New Zealand Foreign Minister Murray McCully told the Herald last night that he would listen attentively to any messages the French Polynesians wanted to give.
"But at the end of the day, the practical reality is that resolving this long-standing issue is going to require dialogue between Polynesia and Paris and we would be encouraging them to conduct that dialogue."
Mr Temaru is seeking a meeting with United Nations Secretary-General Ban Ki Moon in Auckland this week.
He said he was not seeking a meeting with French Foreign Minister and former French Prime Minister Alain Juppe, who is also due to arrive later in the week.
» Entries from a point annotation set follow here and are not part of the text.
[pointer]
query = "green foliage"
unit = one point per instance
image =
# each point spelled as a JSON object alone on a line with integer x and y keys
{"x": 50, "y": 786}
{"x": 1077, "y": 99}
Mr Temaru already has the support of three forum leaders, Papua New Guinea's Peter O'Neill, the Solomon Islands' Danny Philip and Tuvalu's Willy Telavi who signed up to a communique in Fiji last week on eight issues, one of them backing the reinscription of French Polynesia on the UN decolonisation committee's list.
The French territory was on the list until 1947 when it was removed.
The Pacific Conference of Churches, which met in Samoa last week, also backed re-inscription.
French Polynesia is an associate member of the Pacific Islands Forum which formally begins on Wednesday.
Mr Temaru is expected to be given an opportunity to address the meeting.
France has a different attitude to another Pacific French territory, New Caledonia, which will hold a referendum on independence between 2014 and 2018, under an agreement reached in 1998.
French President Nicolas Sarkozy, who was in New Caledonia this month to open the Pacific Games, said he would respect the decision.